Das Gewicht der eigentlichen kriminellen Handlung, wenn Alice mit ihrem ebenmäßigen Püppchengesicht die Greisinnen ausnimmt, verdunstet in dem allgemeinen Äther organisierter Vorteilsnahme. Die wahre Enkelin ist beim Verhör zerstreut und gibt an, die Großmutter nur ein-, zweimal im Jahr gesehen zu haben. Erst recht gegenüber der Szene der Bargeldabhebung wirkt die Täuschung wie eine Bagatelle. In Abwandlung von Bertolt Brechts Feststellung, was der Überfall einer Bank gegen die Gründung einer Bank sei, scheint die Frage auf, was ist die Anwendung eines Enkeltricks gegen die Praktiken einer Schweizer Privatbank.

Der Film gibt Einblicke ohne Ausdeutungen. Das Dämonische der technischen Welt wird sichtbar gemacht. Die detaillierte Fotografie des Films zeigt eine saubere Gegend mit einsamen Mülleimern in gepflegten Anlagen, markierten Asphaltflächen und landschaftsgärtnerisch zubereiteten Beton.
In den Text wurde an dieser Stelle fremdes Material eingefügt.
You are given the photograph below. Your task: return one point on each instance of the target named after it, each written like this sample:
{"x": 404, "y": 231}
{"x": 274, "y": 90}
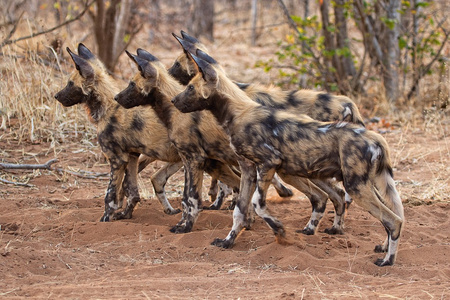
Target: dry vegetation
{"x": 36, "y": 128}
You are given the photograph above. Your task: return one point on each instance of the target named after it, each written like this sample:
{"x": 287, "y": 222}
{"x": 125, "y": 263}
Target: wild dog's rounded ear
{"x": 84, "y": 68}
{"x": 203, "y": 55}
{"x": 84, "y": 52}
{"x": 189, "y": 38}
{"x": 205, "y": 68}
{"x": 187, "y": 46}
{"x": 146, "y": 55}
{"x": 144, "y": 66}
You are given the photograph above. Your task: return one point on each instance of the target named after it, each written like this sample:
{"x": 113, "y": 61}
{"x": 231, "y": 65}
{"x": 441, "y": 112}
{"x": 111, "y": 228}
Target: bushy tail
{"x": 352, "y": 114}
{"x": 384, "y": 180}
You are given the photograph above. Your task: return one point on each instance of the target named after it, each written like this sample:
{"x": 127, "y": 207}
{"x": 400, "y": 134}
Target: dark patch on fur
{"x": 137, "y": 123}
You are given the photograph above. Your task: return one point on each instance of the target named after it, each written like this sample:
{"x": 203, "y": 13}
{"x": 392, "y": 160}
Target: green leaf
{"x": 402, "y": 43}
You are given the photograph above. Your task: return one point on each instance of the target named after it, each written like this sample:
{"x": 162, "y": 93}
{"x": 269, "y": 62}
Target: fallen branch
{"x": 82, "y": 174}
{"x": 45, "y": 166}
{"x": 48, "y": 166}
{"x": 16, "y": 183}
{"x": 7, "y": 41}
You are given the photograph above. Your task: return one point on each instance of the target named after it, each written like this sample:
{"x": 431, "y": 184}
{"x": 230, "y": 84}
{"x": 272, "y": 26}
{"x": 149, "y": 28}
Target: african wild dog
{"x": 297, "y": 146}
{"x": 320, "y": 106}
{"x": 122, "y": 134}
{"x": 198, "y": 136}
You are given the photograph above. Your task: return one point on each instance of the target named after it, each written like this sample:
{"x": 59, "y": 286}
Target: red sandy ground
{"x": 52, "y": 244}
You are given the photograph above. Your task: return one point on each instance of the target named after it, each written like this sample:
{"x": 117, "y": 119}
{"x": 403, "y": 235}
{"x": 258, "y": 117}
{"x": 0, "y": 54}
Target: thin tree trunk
{"x": 202, "y": 21}
{"x": 254, "y": 13}
{"x": 342, "y": 41}
{"x": 330, "y": 45}
{"x": 391, "y": 52}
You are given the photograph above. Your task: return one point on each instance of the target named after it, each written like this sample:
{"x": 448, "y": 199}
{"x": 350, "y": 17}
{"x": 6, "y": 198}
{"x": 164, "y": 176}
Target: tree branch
{"x": 293, "y": 25}
{"x": 48, "y": 166}
{"x": 8, "y": 41}
{"x": 45, "y": 166}
{"x": 16, "y": 183}
{"x": 428, "y": 66}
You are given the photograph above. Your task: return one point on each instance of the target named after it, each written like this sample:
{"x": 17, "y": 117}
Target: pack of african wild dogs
{"x": 246, "y": 136}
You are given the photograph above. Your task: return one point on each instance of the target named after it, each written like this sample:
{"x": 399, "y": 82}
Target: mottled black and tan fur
{"x": 296, "y": 146}
{"x": 197, "y": 136}
{"x": 122, "y": 134}
{"x": 320, "y": 106}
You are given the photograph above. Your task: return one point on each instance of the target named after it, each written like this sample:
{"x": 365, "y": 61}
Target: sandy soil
{"x": 52, "y": 245}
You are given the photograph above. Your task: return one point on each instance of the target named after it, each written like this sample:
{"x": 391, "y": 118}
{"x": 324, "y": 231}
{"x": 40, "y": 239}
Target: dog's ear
{"x": 84, "y": 52}
{"x": 203, "y": 55}
{"x": 208, "y": 72}
{"x": 84, "y": 68}
{"x": 189, "y": 38}
{"x": 144, "y": 66}
{"x": 146, "y": 55}
{"x": 187, "y": 46}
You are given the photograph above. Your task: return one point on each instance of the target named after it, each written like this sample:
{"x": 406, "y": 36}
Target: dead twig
{"x": 82, "y": 174}
{"x": 7, "y": 41}
{"x": 45, "y": 166}
{"x": 16, "y": 183}
{"x": 48, "y": 166}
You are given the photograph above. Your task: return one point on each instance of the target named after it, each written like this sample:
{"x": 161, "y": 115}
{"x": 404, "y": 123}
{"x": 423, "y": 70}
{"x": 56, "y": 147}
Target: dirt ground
{"x": 52, "y": 244}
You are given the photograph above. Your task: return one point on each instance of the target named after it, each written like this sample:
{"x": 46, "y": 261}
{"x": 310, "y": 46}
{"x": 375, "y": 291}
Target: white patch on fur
{"x": 269, "y": 147}
{"x": 112, "y": 205}
{"x": 347, "y": 112}
{"x": 348, "y": 199}
{"x": 376, "y": 152}
{"x": 359, "y": 130}
{"x": 324, "y": 129}
{"x": 341, "y": 124}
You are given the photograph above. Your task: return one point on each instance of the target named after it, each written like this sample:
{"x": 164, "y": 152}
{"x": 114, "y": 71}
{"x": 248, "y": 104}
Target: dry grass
{"x": 30, "y": 75}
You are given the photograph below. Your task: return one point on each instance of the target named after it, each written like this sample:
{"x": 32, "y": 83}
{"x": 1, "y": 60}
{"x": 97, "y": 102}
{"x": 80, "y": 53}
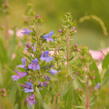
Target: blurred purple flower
{"x": 46, "y": 77}
{"x": 34, "y": 65}
{"x": 26, "y": 31}
{"x": 28, "y": 87}
{"x": 98, "y": 85}
{"x": 19, "y": 75}
{"x": 43, "y": 84}
{"x": 34, "y": 47}
{"x": 53, "y": 72}
{"x": 31, "y": 100}
{"x": 48, "y": 37}
{"x": 23, "y": 63}
{"x": 45, "y": 56}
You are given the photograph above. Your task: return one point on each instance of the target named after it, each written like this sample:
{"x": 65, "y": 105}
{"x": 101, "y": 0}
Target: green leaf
{"x": 106, "y": 62}
{"x": 106, "y": 77}
{"x": 95, "y": 74}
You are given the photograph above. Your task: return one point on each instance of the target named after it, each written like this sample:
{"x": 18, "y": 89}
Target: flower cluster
{"x": 33, "y": 67}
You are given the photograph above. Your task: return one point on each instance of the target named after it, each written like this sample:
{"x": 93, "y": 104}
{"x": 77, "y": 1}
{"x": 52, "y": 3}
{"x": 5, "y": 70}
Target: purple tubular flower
{"x": 34, "y": 65}
{"x": 26, "y": 31}
{"x": 48, "y": 37}
{"x": 34, "y": 47}
{"x": 43, "y": 84}
{"x": 23, "y": 63}
{"x": 19, "y": 75}
{"x": 53, "y": 72}
{"x": 45, "y": 56}
{"x": 28, "y": 87}
{"x": 31, "y": 100}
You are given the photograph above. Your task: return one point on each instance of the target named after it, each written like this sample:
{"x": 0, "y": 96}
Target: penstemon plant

Vor dem Trio vom Anfang huschen gelegentlich die flüchtigen Schatten von Läufern vorbei. Die Reflektoren an einer Autokarosse sausen wie ferngesteuerte Sonden waagerecht durch das Bild. Sie durchziehen geisterhaft die Taster einer Ampelanlage.

Diese Bilder bewirken noch mehr als die Dialoge der Schauspieler eine eigentümliche Atmosphäre. Denn die Signatur der technischen Anlagen dringt in unsere Sprache und unser Empfinden ein. Die Szenerie der perfekten Stadt ist ein Käfig, in dem der Mensch ruhelos seine sinnentleerten Kreise zieht. Der nur siebzigminütige Film fühlt sich an, als liefe er drei Stunden.